We landed early at JFK, then waited for our gate to be ready so we could disembark. It was 20:30 Eastern time, past time for supper in my new time zone, so I ate at the airport before catching the AirTrain to Jamaica Station and transferring to an E train towards Manhattan. I got to use my contactless credit card to pay at the fare gates, which was an exciting innovation that more transit agencies should adopt. The E train whisked me through Queens, a significant improvement over the last time I took the train between Midtown and JFK. (Just like San Francisco, the New York subway also had a scruffy person gesticulating and pontificating at volume; but I was already practiced at ignoring them.)

Midtown Manhattan
Midtown Manhattan

I spent the day on Friday working from my sister's apartment in Midtown, since I only really need a laptop and an Internet connection. (This is a power that I feel like I should use more often, though I also have responsibilities at home that are harder to perform remotely.) In the evening we walked towards Times Square for supper, past a series of "finger buildings", new tall residential towers in Midtown (when developers realized that the zoning codes restricted the floor space but not the total height, so they could build thinner buildings and get more height). One building on 58th Street caught my eye with its pattern of strong vertical lines on the sides. For a block or two walking past the tower it looked like I was seeing a wide facade from a shallow angle; but when I got closer I realized this was an optical illusion.
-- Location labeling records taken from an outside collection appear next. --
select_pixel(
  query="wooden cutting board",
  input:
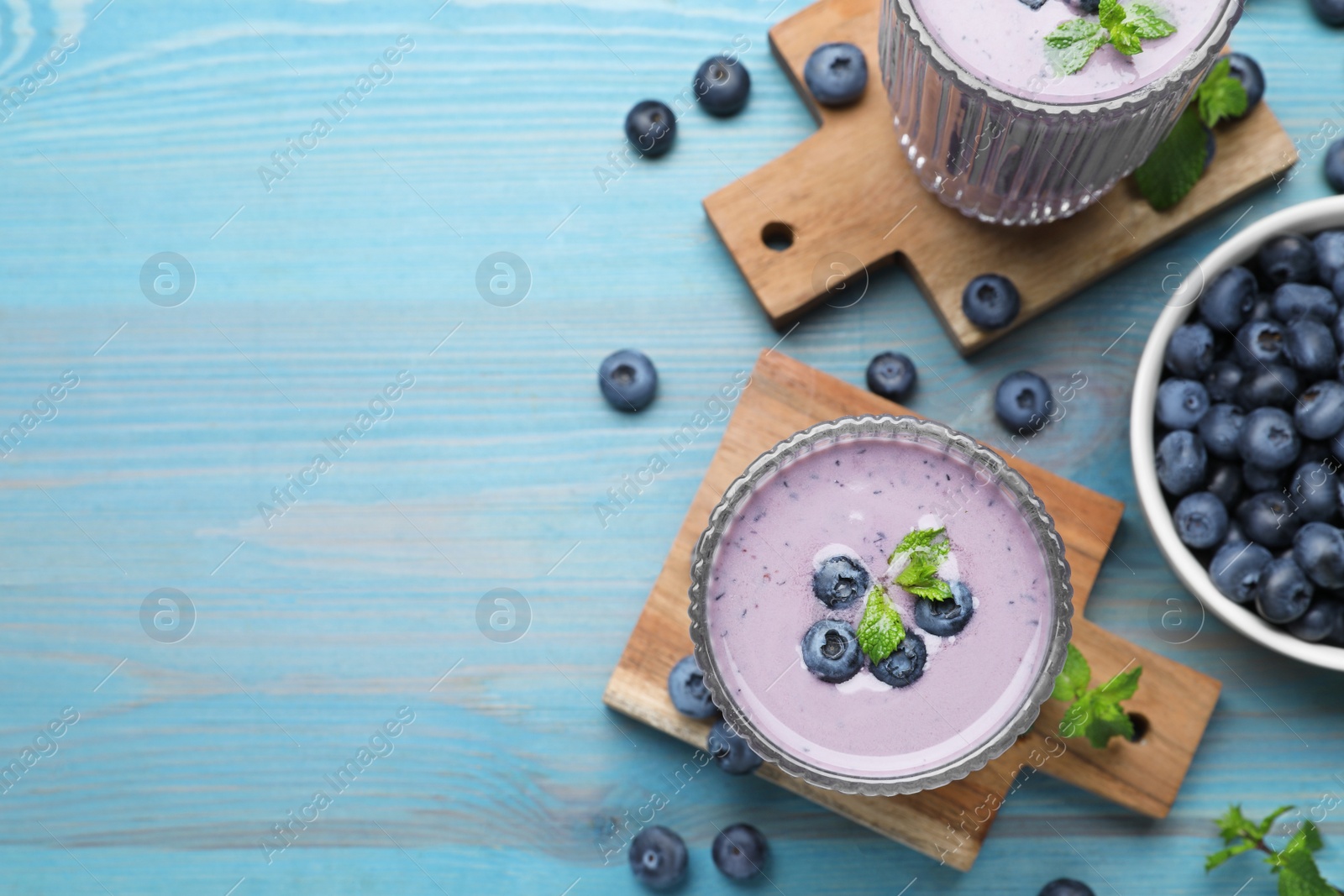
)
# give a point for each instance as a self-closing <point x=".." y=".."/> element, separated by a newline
<point x="851" y="203"/>
<point x="948" y="824"/>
Central Tower above Midtown
Central Tower above Midtown

We ate supper in Times Square, then walked around the corner to the John Golden Theatre to see Stereophonic. Walking down 45th Street to the theater, past multiple theaters with people crowding the sidewalks to reach their theater in time for the curtain, I got the impression of a cinema multiplex showing multiple movies at once — except each theater was a live stage play.

Stereophonic at the Golden
Stereophonic at the Golden

Bethany and I both listened to the Freakonomics Radio episode The Magic Behind a Hit Broadway Play about the play; and when I decided I ought to visit New York this year we decided we ought to see the play. It follows a rock band in 1976 trying to record their second album. The stage was set up inside the recording studio; we looked over the shoulders of the recording engineers at their giant mixer board into the glass-walled recording booth. We watched the band practice and perform, with the actors on stage playing the instruments as the members of the band. The setup of the recording studio let the play direct us to focus on different things at different times: we could listen into the band in the recording booth, or turn down the volume so we could focus on the action in the control room. The band was portrayed at the cusp of greatness, but just about to fall apart. Some of the awkward conversations between romantically-involved band members reminded me of conversations I've had, and it went as badly for them as it did for me. The music was good, and we got to watch a version of the process of producing the songs as the band members tried different things, mixing and remixing the songs to (or past) the point of perfection.

The play was excellent and I'm excited that I got a chance to see it in its original Broadway run.